In that manic week of 1695, the Spanish could have lost many missionaries. But luckily none of them happened to be in the villages they were posted in. The only missionary, and indeed the only Spaniard, killed that week was the Sicilian missionary Saeta. Saeta, too, was unwittingly swept away by forces he must have only begun to fathom. He had started the mission in Caborca only in the later months of 1694 when Kino and other established missionaries had provided him with servants, cattle and other necessary items.

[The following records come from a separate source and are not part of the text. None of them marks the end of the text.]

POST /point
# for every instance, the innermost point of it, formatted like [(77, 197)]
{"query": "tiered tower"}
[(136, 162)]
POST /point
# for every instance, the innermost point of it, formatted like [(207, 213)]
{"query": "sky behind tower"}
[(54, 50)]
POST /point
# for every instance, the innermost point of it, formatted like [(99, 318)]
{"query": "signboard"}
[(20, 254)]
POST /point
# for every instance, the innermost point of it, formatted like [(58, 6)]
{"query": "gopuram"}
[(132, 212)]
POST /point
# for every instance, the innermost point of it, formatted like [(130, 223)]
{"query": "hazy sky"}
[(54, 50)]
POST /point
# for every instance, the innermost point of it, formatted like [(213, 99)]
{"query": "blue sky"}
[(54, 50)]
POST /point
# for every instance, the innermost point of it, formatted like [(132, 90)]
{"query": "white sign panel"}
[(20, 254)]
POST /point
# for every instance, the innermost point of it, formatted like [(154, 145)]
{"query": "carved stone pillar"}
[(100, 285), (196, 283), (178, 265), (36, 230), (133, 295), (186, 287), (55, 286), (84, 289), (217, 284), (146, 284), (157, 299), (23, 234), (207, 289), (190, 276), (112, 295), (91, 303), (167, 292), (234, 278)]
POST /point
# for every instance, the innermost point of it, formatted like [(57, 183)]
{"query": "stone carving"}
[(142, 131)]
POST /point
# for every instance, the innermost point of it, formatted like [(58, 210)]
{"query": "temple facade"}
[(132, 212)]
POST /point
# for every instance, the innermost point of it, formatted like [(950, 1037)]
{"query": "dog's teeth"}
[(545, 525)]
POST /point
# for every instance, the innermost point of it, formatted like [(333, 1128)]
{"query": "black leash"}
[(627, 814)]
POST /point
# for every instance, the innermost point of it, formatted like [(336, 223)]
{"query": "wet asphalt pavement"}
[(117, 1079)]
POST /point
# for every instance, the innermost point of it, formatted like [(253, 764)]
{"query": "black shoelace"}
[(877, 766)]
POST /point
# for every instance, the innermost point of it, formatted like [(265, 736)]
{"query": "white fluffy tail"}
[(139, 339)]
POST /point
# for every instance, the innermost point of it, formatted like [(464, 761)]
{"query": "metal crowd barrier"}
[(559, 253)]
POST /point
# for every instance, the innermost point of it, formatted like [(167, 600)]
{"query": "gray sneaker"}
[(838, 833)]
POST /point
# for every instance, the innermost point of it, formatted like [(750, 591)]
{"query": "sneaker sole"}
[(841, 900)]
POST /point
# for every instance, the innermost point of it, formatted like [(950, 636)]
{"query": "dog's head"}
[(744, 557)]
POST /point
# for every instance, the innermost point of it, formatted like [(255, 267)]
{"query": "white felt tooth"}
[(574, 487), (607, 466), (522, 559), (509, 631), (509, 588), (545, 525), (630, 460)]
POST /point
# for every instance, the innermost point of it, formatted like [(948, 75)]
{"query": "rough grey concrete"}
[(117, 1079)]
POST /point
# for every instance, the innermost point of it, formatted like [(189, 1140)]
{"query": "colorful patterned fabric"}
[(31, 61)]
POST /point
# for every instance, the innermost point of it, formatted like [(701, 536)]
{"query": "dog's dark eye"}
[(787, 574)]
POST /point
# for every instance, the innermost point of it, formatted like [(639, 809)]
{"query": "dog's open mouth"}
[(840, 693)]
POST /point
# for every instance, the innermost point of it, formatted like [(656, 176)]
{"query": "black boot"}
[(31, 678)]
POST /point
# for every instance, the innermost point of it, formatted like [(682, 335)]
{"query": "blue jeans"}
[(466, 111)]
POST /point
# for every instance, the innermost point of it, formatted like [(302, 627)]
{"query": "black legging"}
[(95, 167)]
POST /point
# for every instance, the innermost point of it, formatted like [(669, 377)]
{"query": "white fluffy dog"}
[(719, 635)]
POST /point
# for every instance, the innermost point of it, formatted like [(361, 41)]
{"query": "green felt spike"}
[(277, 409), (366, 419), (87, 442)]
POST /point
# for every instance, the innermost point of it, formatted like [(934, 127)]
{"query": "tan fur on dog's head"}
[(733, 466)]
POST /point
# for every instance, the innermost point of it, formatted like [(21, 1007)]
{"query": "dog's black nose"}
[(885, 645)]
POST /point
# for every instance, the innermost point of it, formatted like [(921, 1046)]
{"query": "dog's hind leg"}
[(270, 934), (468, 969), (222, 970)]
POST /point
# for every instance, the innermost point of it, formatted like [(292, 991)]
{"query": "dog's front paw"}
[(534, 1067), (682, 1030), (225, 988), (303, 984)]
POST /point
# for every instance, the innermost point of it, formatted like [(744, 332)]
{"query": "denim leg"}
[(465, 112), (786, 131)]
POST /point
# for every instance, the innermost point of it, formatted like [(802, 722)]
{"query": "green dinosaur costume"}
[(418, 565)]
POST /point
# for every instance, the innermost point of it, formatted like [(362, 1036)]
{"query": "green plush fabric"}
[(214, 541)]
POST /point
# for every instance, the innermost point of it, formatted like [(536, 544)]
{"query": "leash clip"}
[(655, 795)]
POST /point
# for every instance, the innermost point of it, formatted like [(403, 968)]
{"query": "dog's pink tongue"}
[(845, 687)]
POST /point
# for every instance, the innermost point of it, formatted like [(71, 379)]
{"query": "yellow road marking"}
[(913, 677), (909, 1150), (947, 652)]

Both Kino and Manje have written in detail on Saeta’s death. In contrast, the other deaths are mentioned in a sentence or two. This is not a surprising thing: Saeta was Spanish missionary, and by writing mostly about him, Kino and Manje were writing of the concerns of their own group; Kino, in particular, was writing about a fellow missionary who, before his death, had been in a position Kino himself would have been in at the start of his mission in Dolores eight years ago in 1687.

The description of Saeta’s death is dramatic. The image that comes to mind is that of a fatally injured Saeta dressed in a long, formal missionary robe; the arrows that have pierced him – in Manje’s account there are 22 arrows – are still in place; blood is dripping from his wounds, and poison from the tips of the arrows is slowly taking its toll. He is kneeling in front of the makeshift altar in his adobe house. Firmly clasped in his hands is a beautiful cross, made of a special transparent and elastic material, a cross that Saeta had brought from Europe.

Since no one went close to the mission for days after the attack, the dead bodies rotted away. In the end, a Pima messenger Kino had sent ahead found the dead bodies and burned them in the Pima custom. The messenger also found the special cross that Saeta had held in his dying moments. Perhaps to save such a precious thing from being stolen, he hid the cross in the field of wheat that Saeta had begun a few months ago.

A beautiful cross hidden in a field of wheat: it was a chance occurrence, but there is much symbolism one can draw from this if one wishes to.

V

After Saeta’s death, Kino set about documenting what had happened and ultimately went on to write a biography of Saeta. He also made a drawing that depicted the killing of Saeta. The drawing was made on a map of the region. Caborca at the time was known by its full name La Concepcion de Caborca. The meandering black line shown in the map is the San Ignacio river (it should actually be the Magdalena river; there seems to be a discrepancy here) running into the sea. Indeed Caborca wasn’t too far away from the coast.



VI

The Pima rebellion did not last long. There was no united front; what had happened seemed only to have been a spontaneous, violent reaction of perhaps a hundred or so Pimas. Soon after the news of the rebellion spread, the villages were deserted for most of the Pimas, innocent and guilty, had fled to the hills fearing the Spanish response.

The Spanish reprisal was quick and brutal. Many innocent Pimas were killed in the hostilities that ensued. During their search for the perpetrators of the rebellion, the Spanish military aided by allies from Indian tribes, found a few Pimas who for some reason had been unable to flee to the hills. They interrogated these people, and killed a few here and there. In one case they found a woman, and took her as a prisoner. After questioning her, in Kino’s words “they catechized the woman, baptized her, and flogged her.” Forced conversion, and then the lash of a whip: a glimpse of the cruelties that went on.